Investigating How People (Don’t) Investigate Misinformation on Social Media

It’s been a long hot mess of a summer but I’m finally sitting down to write a summary of my CHI 2020 paper Fake News on Facebook and Twitter to try to make my paper contents more digestible. And also my rad advisor Franzi created this amazing flow chart after it had been published, but I want this to live on.

Flowchart of reactions to misinformation, from ignoring it to investigating it to taking it at face value.

Look at those beautiful purple arrows.

Research Questions

Misinformation has become a huge societal issue, as viral falsehoods spread on social media which affect issues ranging from elections to public health. One important aspect of studying misinformation, in addition to studying how it spreads and who spreads it, is understanding how people interact with it when it shows up on their social media feed.

Our research questions were:

  1. How do people interact with misinformation posts on their social media feeds (particularly, Facebook and Twitter)?
  2. How do people investigate whether a post is accurate?
  3. When people fail to investigate a false post, what are the reasons for this?
  4. When people do investigate a post, what are the platform affordances they use, and what are the ad-hoc strategies they use that could inspire future affordances?


Previous research had study participants look at misinformation on social media through someone they don’t know or they’ve been asked to follow by the researcher. We wanted to observe how participants interact with misinformation posted by people they know.

To do so, we developed a browser extension that changed the appearance of participants’ Facebook or Twitter feeds (without them knowing) to seem as if misinformation posts we chose was posted by accounts on a participant’s feed. (Participants could not share misinformation online or offline, and were explained the true nature of the extension at the end of the study). These debunked misinformation posts were selected from Snopes.


An example  Snopes-debunked Facebook post that would show up on a participant's feed, with the poster of this content replaced by a poster on their feed. (Turning Point is a right-wing organization with low factual reporting.)

We recruited 25 people who use Facebook or Twitter daily or weekly for various news. They were first interviewed about their general social media use, then were instructed to scroll through their modified feed while thinking aloud (on laptops), and then finally asked questions about their experiences with misinformation, before being debriefed about the extension and the misinformation posts that showed up on their feed.

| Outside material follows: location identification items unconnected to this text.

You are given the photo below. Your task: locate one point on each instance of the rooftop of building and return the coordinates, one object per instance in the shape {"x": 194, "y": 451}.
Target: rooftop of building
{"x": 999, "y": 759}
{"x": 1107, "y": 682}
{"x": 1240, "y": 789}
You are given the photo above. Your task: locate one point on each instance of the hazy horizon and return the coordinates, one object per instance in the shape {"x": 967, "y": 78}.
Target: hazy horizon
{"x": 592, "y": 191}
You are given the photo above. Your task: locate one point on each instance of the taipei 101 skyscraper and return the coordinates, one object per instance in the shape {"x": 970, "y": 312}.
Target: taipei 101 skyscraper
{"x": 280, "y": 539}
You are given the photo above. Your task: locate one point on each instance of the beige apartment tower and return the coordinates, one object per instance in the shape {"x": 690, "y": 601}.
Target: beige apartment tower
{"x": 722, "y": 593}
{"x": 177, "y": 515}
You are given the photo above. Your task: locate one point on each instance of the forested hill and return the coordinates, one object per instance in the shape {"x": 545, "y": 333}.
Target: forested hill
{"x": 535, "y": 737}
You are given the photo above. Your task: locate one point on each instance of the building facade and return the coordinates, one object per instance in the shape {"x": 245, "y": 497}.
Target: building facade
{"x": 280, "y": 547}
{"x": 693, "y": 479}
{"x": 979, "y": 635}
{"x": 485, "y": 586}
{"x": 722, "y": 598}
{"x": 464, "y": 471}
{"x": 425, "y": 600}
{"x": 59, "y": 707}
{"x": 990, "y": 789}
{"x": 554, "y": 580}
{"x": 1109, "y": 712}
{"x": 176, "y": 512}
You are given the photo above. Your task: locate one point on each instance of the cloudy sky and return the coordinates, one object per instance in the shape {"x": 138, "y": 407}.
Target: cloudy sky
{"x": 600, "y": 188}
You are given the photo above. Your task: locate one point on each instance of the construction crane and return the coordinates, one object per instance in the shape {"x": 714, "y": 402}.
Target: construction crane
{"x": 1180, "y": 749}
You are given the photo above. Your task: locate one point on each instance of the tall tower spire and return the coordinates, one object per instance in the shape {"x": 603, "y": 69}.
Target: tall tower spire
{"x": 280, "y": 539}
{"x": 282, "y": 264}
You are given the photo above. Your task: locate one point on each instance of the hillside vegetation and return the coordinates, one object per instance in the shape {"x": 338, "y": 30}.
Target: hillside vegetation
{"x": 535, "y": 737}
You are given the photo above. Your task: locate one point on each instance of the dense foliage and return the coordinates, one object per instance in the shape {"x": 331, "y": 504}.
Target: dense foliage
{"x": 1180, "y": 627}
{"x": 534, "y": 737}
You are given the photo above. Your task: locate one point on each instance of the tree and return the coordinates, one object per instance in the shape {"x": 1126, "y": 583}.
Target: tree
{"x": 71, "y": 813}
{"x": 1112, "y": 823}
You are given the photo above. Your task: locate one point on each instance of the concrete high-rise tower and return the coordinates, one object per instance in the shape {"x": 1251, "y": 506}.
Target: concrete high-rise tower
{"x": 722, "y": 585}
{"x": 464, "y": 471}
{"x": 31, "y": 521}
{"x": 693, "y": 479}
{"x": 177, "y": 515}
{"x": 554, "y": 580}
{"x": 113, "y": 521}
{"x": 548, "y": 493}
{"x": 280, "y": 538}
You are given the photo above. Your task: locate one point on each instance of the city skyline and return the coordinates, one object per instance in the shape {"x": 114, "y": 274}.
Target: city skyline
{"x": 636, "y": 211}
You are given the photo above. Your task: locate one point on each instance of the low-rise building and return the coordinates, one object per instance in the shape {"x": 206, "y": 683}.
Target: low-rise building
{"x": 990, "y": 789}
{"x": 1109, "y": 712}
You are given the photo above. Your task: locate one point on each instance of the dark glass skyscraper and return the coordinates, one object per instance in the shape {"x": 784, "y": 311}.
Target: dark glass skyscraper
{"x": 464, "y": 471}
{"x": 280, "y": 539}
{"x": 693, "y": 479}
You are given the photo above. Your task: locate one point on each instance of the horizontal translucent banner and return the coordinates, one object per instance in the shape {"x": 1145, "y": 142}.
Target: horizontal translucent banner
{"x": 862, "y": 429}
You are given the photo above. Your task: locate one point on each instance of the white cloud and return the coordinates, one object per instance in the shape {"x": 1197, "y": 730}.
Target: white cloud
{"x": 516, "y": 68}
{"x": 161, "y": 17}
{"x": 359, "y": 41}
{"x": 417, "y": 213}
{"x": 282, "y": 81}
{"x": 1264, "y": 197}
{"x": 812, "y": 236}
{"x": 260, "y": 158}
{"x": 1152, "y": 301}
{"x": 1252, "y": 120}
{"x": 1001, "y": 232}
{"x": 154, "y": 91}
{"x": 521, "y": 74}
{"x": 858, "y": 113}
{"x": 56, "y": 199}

We observed a variety of interactions with misinformation, ranging from ignoring a post, being skeptical of it, to taking it at face value. When a participant was skeptical, some would investigate more deeply into its content and others chose to scroll past it.

Flowchart of reactions to misinformation, from ignoring it to investigating it to taking it at face value.

We found that, for participants who investigated posts, they tended to use platform affordances whose primary functionalities aren’t related to fact-checking or adding context to news. Some participants said they looked at comments to see if anyone already called it false, or we observed them looking at poster bios for more context. None of our participants used or had heard of the Facebook “i” button, which shows contextual information about article source websites, such as date created.


Determining Credibility

Many of our participants examined how much they trusted the poster in order to determine post credibility, which a previous study has shown is a heuristic people relied on more than an article source when they had low motivation or interest in an article. Other credibility heuristics that participants used (other than poster trust and source reputation) included consistency of information with other sources, expectancy violation (if a poster didn’t normally post such content), and determining if content was an ad.

Lessons for Designers

Make falsehood labels big! Users have a hard time noticing small affordances (such as the “i” button). Facebook and Twitter have both since rolled out more visible labels for manipulated media and debunked content.

Lessons for Us as Information Consumers

Combatting dis/misinformation is a platform responsibility (as social media companies are the institutions with money and power), but there are things we can look out for as individuals to also be more responsible information consumers.

While several participants mentioned they were news skeptics or hadn’t been fooled by misinformation before, during our study there were moments where they took content at face value. This shows that even when we value the facts, casual media consumption can inadvertently lead to believing falsehoods. We recommend ignoring headlines unless one is going to take the time to read the article content and check out its source.

Future Research Questions

Misinformation interactions is affected by the medium of the content (whether its longform or a short meme), as well as how motivated people are in the content. Future work should investigate how much (or little) people may focus on article content versus images or memes when scrolling through social media on phones.